VEAL CUTLETS A L’INDIENNE, OR INDIAN FASHION. (ENTRÉE.)
Mix well together four ounces of very fine stale bread-crumbs, a teaspoonful of salt, and a tablespoonful of the best currie powder. Cut down into small well-shaped cutlets or collops, two pounds of veal free from fat, skin, or bone; beat the slices flat, and dip them first into some beaten egg-yolks, and then into the seasoned crumbs; moisten them again with egg, and pass them a second time through bread-crumbs. When all are ready, fry them in three or four ounces of butter over a moderate fire, from twelve to fourteen minutes. For sauce, mix smoothly with a knife, a teaspoonful of flour and an equal quantity of currie-powder, with a small slice of butter; shake these in the pan for about five minutes, pour to them a cup of gravy or boiling water, add salt and cayenne if required and the strained juice of half a lemon; simmer the whole till well flavoured, and pour it round the cutlets. A better plan is, to have some good currie sauce ready prepared to send to table with this dish; which may likewise be served with only well-made common cutlet gravy, from the pan, when much of the pungent flavour of the currie-powder is not desired.
Bread-crumbs, 4 oz.; salt, 1 teaspoonful; currie powder, 1 tablespoonful; veal, 2 lbs.: 12 to 14 minutes.
Obs.—These cutlets may be broiled; they should then be well beaten first, and dipped into clarified butter instead of egg before they are passed through the curried seasoning.
VEAL CUTLETS, OR COLLOPS, À LA FRANÇAISE. (ENTRÉE.)

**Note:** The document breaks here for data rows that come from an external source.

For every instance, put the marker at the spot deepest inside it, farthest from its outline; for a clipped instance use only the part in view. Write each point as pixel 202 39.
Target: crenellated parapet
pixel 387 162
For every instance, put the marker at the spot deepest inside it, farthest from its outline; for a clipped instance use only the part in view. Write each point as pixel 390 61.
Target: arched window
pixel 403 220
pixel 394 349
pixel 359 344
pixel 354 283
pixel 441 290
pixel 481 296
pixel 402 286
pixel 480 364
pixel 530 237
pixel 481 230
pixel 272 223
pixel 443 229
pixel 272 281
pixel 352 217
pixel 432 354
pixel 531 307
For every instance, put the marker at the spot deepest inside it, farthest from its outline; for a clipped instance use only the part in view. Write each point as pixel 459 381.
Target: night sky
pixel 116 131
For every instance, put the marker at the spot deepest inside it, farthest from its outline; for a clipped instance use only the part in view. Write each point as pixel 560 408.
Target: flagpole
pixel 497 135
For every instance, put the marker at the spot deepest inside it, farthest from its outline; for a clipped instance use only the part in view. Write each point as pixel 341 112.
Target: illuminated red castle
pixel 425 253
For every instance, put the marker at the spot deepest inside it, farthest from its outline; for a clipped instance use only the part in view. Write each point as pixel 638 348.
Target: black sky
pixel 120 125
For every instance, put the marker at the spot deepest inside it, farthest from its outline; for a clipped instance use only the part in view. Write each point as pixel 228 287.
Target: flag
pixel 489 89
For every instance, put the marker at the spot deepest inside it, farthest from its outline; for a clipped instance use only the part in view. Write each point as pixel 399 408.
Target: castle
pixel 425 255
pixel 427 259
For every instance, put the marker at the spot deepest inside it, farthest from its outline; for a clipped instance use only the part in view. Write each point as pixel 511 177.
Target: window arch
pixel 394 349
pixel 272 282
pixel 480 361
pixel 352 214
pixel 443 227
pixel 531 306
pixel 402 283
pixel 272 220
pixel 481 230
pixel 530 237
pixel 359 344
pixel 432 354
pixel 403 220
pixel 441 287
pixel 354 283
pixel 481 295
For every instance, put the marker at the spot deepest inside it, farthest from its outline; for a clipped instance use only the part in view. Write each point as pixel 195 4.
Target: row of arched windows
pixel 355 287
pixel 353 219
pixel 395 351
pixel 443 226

Cut the veal into small, thin, round collops of equal size, arrange them evenly in a sauté-pan, or in a small frying-pan, and sprinkle a little fine salt, white pepper, and grated nutmeg on them. Clarify, or merely dissolve in a clean saucepan with a gentle degree of heat, an ounce or two of good butter, and pour it equally over the meat. Set the pan aside until the dinner-hour, then fry the collops over a clear fire, and when they are lightly browned, which will be in from four to five minutes, lift them into a hot dish, and sauce them with a little Espagnole, or with a gravy made quickly in the pan, and flavoured with lemon-juice and cayenne. They are excellent even without any sauce.
3 to 4 minutes.
SCOTCH COLLOPS. (ENTRÉE.)
Prepare the veal as for the preceding receipt, but dip the collops into beaten egg and seasoned bread-crumbs, and fry them directly in good butter, over a moderate fire, of a light golden brown; drain them well in lifting them from the pan, and sauce them like the collops à la Française.